Focus on personalized touches
Melissa LaPointe is one of those bringing the love. She moved to Williams Lake in 2005 from Mill River, PEI. She thought she’d only stay for a year and just never left.
She’s made a job of her love for the city as one of the community’s landing co-ordinators, taking over the program contract with the hospital board. Since it started, the program has grown. LaPointe has become the director, and there are plans to hire more staff.
“It’s taking the time to find out who’s actually coming here with you,” said LaPointe.

She finds out if the visiting doctors have kids and leaves a basket of toys in the rental where they are staying, stocks the fridge, and even meets people for yoga or takes them on walks or mountain bike rides in the region.
“We’ve gone as far as leaving a beer mug in the freezer for them. Just little things, but we take the time,” she said.
While the program started with a focus on locum physicians, it’s expanded into helping specialists, medical students and other health-care professionals.
The program has annual core funding of $176,000, but as it has grown, the program is now generating tens of thousands of its own revenue from services like accommodation rentals, storage, cleaning, and airport pick ups.
Local partners also help highlight daycare options and partner employment opportunities to prospective docs.
The B.C. government has also focused on partnering with local health authorities to try to improve rural health care in recent years, bringing in annual retention benefits, funding for rural travel costs, and education support.
LaPointe said she now manages 12 housing units to ensure incoming doctors have a place to stay that meets their needs.
Since February of 2024, Interior Health and the Central Interior Division of Family Practice say they have recruited six physicians and two specialists to Williams Lake, along with two doctors to 100 Mile House.

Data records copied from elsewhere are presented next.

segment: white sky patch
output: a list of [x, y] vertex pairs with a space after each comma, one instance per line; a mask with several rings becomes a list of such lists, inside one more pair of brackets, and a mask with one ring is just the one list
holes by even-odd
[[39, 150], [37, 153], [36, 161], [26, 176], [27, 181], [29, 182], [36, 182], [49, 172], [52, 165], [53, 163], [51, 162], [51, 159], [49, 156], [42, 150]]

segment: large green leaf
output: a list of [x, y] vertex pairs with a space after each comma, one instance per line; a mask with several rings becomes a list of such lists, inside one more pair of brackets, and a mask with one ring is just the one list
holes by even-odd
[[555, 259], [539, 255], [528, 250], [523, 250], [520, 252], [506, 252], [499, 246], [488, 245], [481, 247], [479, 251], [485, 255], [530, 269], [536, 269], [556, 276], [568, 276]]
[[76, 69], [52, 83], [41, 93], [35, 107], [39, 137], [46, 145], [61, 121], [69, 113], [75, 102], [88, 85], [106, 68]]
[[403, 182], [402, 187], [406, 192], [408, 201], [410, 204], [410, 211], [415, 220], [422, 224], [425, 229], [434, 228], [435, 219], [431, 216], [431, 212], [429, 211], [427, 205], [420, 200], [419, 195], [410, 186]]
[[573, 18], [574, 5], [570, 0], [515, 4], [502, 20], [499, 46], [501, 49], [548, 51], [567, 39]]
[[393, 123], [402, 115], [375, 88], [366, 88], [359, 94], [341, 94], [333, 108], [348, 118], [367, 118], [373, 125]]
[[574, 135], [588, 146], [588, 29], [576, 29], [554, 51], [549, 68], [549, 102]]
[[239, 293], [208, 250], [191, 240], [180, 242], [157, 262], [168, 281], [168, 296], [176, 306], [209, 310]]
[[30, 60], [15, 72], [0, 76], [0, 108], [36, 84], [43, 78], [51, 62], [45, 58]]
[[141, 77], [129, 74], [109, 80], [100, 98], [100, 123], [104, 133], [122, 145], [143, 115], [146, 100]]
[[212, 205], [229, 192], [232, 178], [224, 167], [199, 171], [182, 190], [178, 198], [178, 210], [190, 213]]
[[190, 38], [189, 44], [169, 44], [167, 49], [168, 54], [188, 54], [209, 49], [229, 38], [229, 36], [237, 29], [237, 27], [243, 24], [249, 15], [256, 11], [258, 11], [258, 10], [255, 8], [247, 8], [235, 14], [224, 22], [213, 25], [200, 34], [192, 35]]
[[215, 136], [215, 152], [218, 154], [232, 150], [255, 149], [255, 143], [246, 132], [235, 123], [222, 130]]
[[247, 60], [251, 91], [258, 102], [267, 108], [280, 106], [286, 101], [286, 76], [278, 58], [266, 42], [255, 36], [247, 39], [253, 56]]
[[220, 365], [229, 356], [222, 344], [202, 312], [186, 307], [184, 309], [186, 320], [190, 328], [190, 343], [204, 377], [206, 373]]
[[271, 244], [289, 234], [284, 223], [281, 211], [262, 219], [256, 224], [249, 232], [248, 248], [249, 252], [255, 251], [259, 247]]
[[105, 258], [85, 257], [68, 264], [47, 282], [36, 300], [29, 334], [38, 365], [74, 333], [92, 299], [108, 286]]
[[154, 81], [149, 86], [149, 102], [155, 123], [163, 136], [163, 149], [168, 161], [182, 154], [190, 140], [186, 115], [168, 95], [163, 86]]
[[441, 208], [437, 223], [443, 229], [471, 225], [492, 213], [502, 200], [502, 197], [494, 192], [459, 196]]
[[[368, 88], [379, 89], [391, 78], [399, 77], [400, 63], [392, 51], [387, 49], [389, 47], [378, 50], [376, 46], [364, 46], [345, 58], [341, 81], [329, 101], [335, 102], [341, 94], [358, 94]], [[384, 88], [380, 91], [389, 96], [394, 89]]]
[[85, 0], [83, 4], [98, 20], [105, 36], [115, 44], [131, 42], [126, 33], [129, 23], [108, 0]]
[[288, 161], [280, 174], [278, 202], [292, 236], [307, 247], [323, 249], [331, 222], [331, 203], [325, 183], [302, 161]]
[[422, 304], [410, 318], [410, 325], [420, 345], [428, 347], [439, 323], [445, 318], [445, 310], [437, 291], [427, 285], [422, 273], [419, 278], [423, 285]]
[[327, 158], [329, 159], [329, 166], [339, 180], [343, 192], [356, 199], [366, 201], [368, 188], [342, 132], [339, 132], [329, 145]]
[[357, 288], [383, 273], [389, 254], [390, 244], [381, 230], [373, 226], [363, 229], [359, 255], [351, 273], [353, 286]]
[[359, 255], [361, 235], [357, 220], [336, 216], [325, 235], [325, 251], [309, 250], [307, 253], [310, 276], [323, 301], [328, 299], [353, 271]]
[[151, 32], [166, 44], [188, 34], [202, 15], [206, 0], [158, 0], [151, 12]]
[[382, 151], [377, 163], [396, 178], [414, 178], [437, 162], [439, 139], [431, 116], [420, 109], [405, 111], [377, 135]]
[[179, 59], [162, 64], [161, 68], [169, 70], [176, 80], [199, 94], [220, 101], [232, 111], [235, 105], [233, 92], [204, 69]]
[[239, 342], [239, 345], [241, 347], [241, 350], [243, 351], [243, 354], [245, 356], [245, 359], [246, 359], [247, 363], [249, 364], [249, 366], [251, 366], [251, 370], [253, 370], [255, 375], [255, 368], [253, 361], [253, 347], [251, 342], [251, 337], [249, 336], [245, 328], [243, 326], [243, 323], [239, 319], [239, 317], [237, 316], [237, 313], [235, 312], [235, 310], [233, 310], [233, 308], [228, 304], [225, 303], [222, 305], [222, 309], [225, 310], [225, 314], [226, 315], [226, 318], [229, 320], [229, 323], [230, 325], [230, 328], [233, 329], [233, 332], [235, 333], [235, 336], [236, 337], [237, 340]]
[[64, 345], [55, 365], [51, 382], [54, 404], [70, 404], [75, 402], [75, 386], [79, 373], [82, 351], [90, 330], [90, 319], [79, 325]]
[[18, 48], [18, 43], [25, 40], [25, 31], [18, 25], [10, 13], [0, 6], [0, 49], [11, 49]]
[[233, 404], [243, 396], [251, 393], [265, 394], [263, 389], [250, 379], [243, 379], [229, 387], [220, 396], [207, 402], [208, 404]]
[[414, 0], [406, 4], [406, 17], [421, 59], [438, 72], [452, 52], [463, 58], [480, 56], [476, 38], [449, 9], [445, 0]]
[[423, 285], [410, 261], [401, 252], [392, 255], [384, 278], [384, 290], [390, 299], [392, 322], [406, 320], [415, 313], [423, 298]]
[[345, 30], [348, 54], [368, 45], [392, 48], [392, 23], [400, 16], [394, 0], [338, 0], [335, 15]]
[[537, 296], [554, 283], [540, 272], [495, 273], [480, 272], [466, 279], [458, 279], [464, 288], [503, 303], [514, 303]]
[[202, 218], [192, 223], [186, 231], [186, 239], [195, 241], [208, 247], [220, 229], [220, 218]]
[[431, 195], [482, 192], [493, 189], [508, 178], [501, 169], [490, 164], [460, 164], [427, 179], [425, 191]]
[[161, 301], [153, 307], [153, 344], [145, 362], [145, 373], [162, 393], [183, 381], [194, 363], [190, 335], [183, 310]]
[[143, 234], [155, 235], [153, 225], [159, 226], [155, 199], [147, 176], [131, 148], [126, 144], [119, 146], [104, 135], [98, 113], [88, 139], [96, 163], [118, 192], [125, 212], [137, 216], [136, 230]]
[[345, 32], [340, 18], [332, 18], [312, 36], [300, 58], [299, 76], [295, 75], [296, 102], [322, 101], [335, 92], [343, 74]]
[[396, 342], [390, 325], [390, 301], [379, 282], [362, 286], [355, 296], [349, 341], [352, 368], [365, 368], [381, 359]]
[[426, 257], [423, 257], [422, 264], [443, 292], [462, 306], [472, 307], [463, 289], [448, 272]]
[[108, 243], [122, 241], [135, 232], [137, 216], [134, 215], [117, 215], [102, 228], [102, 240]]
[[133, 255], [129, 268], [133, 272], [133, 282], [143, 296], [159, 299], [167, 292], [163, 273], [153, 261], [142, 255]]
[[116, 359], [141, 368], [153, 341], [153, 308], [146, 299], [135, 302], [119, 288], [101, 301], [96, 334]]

The B.C. government is in the process of trying to figure out the number of doctors in the province and what the demand will be going forward. The Ministry of Health hopes to have new estimates by the end of March 2025.

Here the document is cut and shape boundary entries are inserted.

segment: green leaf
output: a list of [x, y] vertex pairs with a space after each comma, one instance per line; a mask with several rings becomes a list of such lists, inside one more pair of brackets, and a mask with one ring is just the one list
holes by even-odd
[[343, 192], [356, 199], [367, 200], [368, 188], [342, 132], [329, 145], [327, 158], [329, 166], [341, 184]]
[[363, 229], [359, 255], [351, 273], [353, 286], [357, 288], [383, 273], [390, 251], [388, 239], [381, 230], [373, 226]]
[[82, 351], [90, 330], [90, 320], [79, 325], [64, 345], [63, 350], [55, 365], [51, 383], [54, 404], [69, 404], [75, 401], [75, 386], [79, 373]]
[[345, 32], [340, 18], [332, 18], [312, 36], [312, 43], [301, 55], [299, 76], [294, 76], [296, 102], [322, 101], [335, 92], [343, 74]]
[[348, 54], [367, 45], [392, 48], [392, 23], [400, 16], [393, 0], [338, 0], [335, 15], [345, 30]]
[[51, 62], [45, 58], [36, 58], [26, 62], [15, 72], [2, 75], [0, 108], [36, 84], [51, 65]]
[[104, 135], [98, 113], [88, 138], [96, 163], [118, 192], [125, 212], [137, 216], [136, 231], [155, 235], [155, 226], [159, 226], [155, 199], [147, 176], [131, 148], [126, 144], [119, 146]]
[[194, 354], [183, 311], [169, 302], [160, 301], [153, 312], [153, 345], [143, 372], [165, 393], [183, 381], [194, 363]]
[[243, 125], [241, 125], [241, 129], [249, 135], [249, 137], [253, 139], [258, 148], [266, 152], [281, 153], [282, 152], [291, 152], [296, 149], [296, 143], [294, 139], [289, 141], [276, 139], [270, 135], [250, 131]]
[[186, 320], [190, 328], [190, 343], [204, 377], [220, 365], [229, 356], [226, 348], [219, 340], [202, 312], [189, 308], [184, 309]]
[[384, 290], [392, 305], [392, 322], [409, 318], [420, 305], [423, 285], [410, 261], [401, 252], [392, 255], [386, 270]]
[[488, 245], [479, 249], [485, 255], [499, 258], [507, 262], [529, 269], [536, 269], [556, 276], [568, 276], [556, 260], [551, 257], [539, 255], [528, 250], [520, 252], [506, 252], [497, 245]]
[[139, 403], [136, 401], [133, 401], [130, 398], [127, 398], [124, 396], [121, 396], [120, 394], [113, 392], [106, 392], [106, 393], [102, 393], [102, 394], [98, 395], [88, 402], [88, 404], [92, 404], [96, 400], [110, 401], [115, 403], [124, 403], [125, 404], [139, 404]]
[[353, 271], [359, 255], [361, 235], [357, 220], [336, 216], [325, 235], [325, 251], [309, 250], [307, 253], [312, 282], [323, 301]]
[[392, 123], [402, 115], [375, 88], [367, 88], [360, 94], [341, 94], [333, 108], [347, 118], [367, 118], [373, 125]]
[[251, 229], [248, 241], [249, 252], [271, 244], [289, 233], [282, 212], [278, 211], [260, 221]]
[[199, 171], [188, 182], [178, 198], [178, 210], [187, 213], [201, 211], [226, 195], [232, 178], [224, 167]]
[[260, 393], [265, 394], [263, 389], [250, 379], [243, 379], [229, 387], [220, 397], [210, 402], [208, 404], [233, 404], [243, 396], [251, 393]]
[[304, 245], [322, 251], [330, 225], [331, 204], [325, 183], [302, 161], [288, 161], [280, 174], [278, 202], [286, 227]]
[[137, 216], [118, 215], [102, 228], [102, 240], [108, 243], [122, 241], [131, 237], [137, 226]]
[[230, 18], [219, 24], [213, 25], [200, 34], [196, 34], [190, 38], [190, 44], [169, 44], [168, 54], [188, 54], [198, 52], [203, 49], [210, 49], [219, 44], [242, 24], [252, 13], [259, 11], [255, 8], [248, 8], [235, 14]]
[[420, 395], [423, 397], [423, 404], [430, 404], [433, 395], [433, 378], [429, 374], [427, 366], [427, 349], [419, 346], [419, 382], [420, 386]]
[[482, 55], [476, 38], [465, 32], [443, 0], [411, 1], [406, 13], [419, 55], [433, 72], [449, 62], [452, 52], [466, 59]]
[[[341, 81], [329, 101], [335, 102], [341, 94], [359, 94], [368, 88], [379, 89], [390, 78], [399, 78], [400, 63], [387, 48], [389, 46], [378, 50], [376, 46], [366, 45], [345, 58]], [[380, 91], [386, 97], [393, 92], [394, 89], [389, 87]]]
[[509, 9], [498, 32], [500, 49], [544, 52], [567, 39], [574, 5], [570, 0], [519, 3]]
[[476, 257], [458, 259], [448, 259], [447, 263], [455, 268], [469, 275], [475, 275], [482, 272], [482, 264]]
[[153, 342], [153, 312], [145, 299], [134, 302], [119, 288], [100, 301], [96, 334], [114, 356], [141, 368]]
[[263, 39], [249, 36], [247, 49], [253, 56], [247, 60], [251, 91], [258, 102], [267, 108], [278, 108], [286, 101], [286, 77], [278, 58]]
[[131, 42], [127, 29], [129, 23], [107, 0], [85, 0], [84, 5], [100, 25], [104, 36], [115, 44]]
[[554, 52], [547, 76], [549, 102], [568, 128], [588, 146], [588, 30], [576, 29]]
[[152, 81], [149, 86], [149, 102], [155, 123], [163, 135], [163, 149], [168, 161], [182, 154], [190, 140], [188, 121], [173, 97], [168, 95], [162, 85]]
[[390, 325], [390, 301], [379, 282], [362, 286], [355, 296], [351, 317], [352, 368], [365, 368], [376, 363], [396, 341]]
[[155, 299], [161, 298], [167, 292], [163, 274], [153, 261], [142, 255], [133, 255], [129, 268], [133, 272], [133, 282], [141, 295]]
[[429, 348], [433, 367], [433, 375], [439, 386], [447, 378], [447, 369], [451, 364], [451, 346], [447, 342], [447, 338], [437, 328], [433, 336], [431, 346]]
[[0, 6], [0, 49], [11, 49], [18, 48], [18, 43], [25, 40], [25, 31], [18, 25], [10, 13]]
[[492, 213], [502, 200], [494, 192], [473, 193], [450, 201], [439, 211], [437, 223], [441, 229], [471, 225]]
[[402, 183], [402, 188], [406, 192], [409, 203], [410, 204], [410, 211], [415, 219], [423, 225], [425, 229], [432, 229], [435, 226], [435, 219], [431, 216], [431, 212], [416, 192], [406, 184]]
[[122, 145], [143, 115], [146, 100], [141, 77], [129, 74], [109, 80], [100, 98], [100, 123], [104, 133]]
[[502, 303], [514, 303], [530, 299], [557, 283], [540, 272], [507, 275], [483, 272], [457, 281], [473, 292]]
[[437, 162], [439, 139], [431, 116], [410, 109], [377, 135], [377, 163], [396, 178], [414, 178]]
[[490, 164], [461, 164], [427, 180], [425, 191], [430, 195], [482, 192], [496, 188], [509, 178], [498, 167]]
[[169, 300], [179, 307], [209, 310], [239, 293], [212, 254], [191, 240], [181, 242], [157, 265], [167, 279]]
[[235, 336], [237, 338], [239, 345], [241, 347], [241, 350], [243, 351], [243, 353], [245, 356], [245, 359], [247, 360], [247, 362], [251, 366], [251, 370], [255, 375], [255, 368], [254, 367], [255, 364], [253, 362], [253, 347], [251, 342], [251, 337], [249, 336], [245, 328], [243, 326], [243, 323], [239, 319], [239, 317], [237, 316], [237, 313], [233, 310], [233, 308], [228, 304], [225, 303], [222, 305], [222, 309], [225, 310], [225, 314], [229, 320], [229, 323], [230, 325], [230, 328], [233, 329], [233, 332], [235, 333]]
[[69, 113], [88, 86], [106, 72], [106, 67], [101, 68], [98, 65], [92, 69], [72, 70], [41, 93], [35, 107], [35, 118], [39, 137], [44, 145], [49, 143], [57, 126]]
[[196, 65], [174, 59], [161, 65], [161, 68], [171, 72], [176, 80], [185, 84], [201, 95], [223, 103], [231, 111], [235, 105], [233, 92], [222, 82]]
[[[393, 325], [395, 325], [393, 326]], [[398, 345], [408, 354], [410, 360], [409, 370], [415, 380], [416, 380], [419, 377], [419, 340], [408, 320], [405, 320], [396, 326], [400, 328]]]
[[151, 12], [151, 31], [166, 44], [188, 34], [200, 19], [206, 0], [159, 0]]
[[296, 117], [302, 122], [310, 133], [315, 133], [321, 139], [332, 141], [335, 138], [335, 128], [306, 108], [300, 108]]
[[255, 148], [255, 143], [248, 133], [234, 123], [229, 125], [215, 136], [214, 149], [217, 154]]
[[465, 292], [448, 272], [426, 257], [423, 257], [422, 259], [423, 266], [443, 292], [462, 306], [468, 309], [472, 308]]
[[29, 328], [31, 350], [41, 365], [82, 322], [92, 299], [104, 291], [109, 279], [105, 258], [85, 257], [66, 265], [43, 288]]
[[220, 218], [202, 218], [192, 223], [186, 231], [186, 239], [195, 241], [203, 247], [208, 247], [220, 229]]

Relationships key to keeping rural doctors
Similar programs have been tried with success in other communities. Creston has had a recruiter in the community for more than a decade.
Dr. Johnny Chang came to Creston thinking he would just stay two years doing his return of service, but every time he thinks about leaving, he can’t.
“I’m too invested with the people in the relationships of the people here, right? You think it’s just two years. You think it’s transactional, but it’s not, right? That’s the beauty of a rural place.”
Now, as a board member with the B.C. College of Family Physicians, he says the personalized care that doctors receive is key to not only finding doctors but keeping them in rural communities.
“I think that type of idea that Williams Lake is using is key,” he said.
“It’s not necessarily monetary reasons why people come. It’s here for the community.”

LaPointe agrees. She says Williams Lake has built something “pretty magical.”
“We build relationships. And I will go as far as saying we’ve built a lot of friendships in the process.”
Work worth the challenges
Doctors Jacques and Mariska Neuhoff say they see benefits beyond the close relationships in the rural setting, having both quickly advanced their careers.
Jacques is now working as the chief of staff and Mariska as the head of the department of medicine at Cariboo Memorial Hospital in Williams Lake.
“Seeing how we have developed and what our opportunities are. It’s amazing.”
Now, the couple tries to pay it forward. They encourage other doctors, including those in South Africa, to choose rural B.C. And they’re sure to welcome new doctors when they arrive, offering dinner invites and tips on where to go in the city.
“Yes, you’ve got the lovely nature outside, and you’ve got the lakes outside, but other communities have that too, but not all the communities have this family feel within their colleagues, and that’s where you need to make the difference,” said Jacques Neuhoff.